| K-number | K251456 |
| Device name | BrightHeart View Classifier |
| Applicant | Brightheart |
| Product code | QIH |
| Device class | Class II |
| Decision date | Jun 5, 2025 |
| Decision | Substantially Equivalent |
| Regulation | 892.2050 |
BrightHeart View Classifier is a cloud-based software device that uses artificial intelligence and neural networks to automatically detect and classify standard views of the fetal heart in 2D ultrasound images and video clips. It is intended to assist qualified healthcare professionals (sonographers, physicians, fetal surgeons) during fetal anatomic ultrasound examinations in the second or third trimester of pregnancy by automatically extracting example frames, classifying views into standard categories, and assessing whether documentation satisfies an acquisition protocol.
Both subject and predicate devices are cloud-based, software-only medical image management systems operating on DICOM files using neural networks trained to classify fetal heart ultrasound images into standard views. The primary difference is that subject device v1.1 adds an optional web interface for output display, whereas predicate device v1.0 displayed outputs only within a DICOM viewer. Both use identical algorithms and serve the same fundamental purpose of assisting physicians performing fetal ultrasound examinations.

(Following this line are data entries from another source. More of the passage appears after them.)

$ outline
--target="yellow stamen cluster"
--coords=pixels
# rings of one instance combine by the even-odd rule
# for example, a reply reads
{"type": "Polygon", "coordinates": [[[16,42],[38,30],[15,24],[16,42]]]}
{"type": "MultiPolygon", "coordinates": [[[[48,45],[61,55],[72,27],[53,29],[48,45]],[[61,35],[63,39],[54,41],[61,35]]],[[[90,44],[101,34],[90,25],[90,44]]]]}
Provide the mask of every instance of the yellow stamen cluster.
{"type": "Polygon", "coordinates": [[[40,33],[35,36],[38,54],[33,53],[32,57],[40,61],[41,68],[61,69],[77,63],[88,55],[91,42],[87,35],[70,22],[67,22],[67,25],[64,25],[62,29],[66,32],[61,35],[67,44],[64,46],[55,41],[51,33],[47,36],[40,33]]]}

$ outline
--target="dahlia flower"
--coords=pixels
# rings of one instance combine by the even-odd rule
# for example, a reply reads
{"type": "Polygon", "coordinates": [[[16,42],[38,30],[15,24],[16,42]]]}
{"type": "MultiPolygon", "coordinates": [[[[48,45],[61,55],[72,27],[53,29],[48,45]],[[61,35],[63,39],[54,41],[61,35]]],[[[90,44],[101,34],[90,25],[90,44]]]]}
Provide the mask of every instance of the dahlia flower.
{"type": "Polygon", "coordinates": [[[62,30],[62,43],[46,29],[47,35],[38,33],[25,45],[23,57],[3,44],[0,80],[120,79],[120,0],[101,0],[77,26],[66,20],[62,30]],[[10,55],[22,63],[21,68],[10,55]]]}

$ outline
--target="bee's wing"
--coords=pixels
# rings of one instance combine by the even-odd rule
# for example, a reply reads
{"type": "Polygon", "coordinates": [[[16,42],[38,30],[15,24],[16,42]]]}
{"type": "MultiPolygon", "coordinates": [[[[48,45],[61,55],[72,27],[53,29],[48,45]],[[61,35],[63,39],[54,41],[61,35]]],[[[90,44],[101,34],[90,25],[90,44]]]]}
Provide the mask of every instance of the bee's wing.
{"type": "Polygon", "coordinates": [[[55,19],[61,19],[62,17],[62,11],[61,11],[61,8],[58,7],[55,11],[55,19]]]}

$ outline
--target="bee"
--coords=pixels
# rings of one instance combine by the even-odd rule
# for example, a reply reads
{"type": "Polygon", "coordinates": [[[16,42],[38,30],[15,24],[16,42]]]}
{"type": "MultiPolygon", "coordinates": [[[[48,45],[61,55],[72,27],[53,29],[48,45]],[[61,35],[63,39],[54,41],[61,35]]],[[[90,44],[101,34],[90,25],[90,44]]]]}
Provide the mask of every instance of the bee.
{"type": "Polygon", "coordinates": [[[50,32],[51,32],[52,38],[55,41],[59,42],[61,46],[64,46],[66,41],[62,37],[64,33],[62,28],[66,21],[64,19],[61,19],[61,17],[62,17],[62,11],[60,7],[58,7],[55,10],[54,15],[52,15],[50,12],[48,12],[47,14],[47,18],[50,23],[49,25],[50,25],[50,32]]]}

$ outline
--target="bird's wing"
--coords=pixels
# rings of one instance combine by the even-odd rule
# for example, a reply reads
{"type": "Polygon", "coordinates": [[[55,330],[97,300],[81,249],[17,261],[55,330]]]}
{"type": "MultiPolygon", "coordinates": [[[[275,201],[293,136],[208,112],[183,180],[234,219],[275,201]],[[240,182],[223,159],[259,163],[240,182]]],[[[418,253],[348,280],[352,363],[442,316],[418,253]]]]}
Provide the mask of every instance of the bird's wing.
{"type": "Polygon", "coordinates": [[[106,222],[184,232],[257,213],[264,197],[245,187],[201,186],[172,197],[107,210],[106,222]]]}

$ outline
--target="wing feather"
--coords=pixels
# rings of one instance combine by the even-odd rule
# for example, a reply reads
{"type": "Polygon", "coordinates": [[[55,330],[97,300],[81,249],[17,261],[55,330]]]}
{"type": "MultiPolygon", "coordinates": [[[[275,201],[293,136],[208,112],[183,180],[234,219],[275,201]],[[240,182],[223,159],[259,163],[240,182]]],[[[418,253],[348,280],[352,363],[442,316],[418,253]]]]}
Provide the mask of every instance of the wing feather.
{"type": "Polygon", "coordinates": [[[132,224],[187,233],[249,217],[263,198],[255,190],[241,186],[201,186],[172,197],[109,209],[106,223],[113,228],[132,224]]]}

IEC 62304:2016 (Medical device software — Software life cycle processes). FDA guidance documents on software validation, cybersecurity management, and changes to existing devices were followed; however, no other specific consensus standards (ISO, ASTM) are cited in this summary.
Substantial equivalence is based on: (1) identical core algorithm and intended use—both classify fetal heart views from ultrasound images; (2) identical technology platform (cloud-based neural network on DICOM); (3) identical performance metrics validated on 2,290 clinically acquired images (sensitivity 0.939, specificity 0.984); and (4) the addition of a web interface output option does not raise different safety or effectiveness questions because the underlying algorithmic functionality and clinical application remain unchanged. The predicate device's bench testing remains valid because the classification algorithm is identical between versions.